De beursgang van AB InBev in Azië gaat dan toch niet door.

AB InBev a décidé de ne pas introduire sa filiale asiatique en bourse. L'action serait trop chère, surtout pour les investisseurs américains. Ce qui allait devenir l'une des plus importantes introductions boursières FMCG de l'histoire tombe soudainement à l'eau.

 
Un manque à gagner de dix milliards de dollars

La cotation en bourse de Hong Kong de l’entreprise Budweiser  Brewing Company, la filiale asiatique d’AB InBev, aurait dû avoir lieu le 19 juillet. Dans le meilleur des cas, cette introduction en bourse aurait rapporté au géant de la bière de Louvain près de 9 milliards d’euros et aurait été l'une des plus importantes introductions en bourse de l'histoire FMCG. Juste avant le week-end, le PDG Carlos Brito a annoncé que cette introduction en bourse n'aurait pas lieu pour l'instant, en raison de « divers facteurs » que le dirigeant n'a pas divulgués.

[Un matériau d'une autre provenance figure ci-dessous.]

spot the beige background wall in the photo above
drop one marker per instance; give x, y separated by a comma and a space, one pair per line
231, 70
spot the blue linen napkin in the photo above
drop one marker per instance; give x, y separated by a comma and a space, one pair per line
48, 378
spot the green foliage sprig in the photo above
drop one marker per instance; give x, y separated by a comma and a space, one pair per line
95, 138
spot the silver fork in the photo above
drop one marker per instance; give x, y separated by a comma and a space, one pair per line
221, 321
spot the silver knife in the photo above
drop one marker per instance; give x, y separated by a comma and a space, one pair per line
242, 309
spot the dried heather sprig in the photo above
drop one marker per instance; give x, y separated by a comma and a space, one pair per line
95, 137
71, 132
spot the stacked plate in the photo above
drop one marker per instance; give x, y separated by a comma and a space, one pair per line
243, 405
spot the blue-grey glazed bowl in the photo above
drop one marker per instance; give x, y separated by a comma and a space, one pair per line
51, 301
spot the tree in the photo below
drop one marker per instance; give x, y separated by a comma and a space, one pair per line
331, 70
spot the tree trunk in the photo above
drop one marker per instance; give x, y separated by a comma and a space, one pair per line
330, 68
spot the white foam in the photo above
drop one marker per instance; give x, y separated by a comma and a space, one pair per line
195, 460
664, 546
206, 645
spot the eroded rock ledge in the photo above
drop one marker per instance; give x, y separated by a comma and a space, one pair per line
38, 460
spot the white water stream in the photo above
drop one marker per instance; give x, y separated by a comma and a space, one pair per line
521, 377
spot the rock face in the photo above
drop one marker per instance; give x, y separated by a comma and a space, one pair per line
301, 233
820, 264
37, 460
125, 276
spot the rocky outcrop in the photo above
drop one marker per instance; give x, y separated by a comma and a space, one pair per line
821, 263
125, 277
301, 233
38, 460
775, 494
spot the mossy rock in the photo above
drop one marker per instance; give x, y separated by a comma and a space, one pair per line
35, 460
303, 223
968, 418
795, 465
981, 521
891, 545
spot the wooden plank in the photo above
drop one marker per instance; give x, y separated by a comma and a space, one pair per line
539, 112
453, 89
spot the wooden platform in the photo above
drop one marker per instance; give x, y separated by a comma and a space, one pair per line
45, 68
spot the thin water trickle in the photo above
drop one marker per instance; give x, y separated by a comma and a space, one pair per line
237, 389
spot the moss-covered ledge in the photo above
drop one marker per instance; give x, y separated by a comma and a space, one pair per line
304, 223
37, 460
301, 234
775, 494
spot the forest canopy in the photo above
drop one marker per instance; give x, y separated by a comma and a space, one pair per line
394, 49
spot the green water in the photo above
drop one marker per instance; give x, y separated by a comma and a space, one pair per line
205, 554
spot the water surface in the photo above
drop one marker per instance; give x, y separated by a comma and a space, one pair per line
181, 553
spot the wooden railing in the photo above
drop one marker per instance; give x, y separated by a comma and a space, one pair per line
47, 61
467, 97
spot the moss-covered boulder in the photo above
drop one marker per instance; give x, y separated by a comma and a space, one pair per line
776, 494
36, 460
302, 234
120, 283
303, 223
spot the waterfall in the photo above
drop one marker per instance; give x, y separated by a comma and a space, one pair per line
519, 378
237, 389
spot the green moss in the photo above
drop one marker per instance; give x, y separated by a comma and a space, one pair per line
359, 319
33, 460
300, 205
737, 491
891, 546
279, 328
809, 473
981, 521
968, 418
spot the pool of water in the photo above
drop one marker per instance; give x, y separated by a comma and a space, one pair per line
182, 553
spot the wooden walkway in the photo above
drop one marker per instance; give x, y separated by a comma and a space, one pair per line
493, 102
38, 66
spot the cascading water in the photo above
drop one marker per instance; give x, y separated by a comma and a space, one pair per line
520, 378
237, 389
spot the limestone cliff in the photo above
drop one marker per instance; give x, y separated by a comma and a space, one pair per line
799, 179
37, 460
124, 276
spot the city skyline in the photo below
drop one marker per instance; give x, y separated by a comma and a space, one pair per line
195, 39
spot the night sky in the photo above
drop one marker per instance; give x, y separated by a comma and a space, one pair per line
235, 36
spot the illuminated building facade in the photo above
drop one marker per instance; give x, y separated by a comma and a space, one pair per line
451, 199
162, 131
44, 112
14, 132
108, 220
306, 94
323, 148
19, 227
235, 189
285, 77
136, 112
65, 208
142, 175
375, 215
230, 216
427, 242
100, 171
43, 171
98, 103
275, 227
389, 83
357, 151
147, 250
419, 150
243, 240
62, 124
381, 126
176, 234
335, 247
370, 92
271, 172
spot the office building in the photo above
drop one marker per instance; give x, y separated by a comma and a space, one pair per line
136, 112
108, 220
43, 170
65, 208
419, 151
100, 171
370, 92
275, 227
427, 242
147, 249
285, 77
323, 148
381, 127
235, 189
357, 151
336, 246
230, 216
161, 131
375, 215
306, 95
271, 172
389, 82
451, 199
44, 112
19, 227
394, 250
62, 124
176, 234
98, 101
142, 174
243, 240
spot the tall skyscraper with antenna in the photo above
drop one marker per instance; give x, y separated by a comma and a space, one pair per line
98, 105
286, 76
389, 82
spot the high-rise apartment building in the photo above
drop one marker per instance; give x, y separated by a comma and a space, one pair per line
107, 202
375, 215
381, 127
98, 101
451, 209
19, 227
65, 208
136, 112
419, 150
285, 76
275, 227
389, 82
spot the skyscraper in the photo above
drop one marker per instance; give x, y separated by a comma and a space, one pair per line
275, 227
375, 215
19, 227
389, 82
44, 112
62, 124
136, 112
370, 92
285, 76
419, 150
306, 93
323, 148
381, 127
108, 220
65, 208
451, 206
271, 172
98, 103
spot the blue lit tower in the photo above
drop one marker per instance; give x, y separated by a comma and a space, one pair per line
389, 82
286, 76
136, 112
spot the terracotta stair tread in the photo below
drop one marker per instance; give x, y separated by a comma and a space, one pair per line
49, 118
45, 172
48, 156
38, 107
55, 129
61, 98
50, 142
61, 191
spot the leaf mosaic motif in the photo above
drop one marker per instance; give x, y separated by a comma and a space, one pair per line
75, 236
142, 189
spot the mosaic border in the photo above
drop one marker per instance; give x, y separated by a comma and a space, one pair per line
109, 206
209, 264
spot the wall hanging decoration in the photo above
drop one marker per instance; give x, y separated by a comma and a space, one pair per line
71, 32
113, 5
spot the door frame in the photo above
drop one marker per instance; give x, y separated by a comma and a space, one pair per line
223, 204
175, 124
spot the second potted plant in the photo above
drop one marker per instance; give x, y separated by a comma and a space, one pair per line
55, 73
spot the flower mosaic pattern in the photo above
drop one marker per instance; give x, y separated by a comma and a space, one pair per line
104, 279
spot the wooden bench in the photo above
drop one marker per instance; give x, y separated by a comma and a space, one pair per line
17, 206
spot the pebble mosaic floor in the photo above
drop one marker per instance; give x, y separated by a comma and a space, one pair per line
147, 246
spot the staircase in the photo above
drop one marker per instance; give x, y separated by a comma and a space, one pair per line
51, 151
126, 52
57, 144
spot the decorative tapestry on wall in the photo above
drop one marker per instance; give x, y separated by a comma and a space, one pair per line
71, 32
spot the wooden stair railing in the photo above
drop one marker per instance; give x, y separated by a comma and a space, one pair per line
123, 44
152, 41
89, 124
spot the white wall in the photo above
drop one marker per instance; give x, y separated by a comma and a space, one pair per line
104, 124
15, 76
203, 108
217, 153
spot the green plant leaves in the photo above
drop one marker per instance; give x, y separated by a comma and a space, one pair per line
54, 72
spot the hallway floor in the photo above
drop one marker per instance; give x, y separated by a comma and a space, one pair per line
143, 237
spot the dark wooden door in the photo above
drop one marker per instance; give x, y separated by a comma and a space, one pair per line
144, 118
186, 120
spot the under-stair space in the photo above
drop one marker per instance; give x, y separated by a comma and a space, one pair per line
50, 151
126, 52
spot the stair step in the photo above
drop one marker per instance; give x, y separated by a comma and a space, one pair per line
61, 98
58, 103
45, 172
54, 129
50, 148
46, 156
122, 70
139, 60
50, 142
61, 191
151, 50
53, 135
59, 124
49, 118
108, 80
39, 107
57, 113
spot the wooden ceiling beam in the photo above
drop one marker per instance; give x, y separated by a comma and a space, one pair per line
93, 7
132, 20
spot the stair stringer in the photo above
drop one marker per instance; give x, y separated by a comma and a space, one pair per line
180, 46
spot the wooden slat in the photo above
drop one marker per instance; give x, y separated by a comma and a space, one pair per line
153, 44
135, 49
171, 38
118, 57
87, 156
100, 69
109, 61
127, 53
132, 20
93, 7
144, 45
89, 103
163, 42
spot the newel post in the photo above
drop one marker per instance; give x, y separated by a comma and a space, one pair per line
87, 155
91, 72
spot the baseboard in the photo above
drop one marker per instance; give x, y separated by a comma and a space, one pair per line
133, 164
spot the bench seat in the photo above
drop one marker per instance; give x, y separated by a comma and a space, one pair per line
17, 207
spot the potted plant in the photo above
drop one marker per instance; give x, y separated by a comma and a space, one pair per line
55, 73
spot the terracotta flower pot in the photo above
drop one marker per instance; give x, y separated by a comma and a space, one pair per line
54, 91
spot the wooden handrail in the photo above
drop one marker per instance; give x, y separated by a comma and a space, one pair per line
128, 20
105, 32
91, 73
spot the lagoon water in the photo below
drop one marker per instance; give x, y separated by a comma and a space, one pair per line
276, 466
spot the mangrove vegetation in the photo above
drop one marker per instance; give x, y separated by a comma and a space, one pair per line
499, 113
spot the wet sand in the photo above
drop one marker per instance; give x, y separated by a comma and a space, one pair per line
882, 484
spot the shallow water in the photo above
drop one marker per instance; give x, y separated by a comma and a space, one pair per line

Seules les « conditions prévalant sur le marché » ont été mentionnées explicitement.

 

Le groupe brassicole aurait aimé utiliser cet argent pour investir dans la poursuite de la croissance au Japon, mais il aurait surtout voulu réduire son niveau d'endettement élevé. La charge de la dette de la multinationale s’élève à quelque 90 milliards d’euros, notamment à cause de l'acquisition de SABMiller en 2016.

 

Pas suffisamment d’intérêt

La vraie raison serait un intérêt insuffisant suscité par l’action qui, selon les analystes, aurait été proposée à un prix trop élevé. Au lieu des neuf milliards d'euros espérés, la valorisation boursière initiale n’aurait probablement rapporté que 7 milliards d'euros. Selon Reuters, le prix de départ s'est principalement heurté à la résistance des investisseurs américains à long terme qui ont donc moins souscrit que prévu initialement.

 

Ce qui était frappant, c’est qu'AB InBev avait évalué la filiale asiatique à un prix supérieur à celui de la société mère elle-même. Le géant brassicole avait misé sur un prix de départ 16 à 18 fois le bénéfice brut d'exploitation, alors que l'action AB InBev elle-même n’est que de 11 fois le bénéfice.

 

Les analystes s'inquiètent maintenant du niveau élevé de l'endettement d'AB InBev. Brito devra probablement mettre au point un plan B pour rassurer les banques et les actionnaires. Sur le marché boursier, l'action s'est effondrée après l'annonce.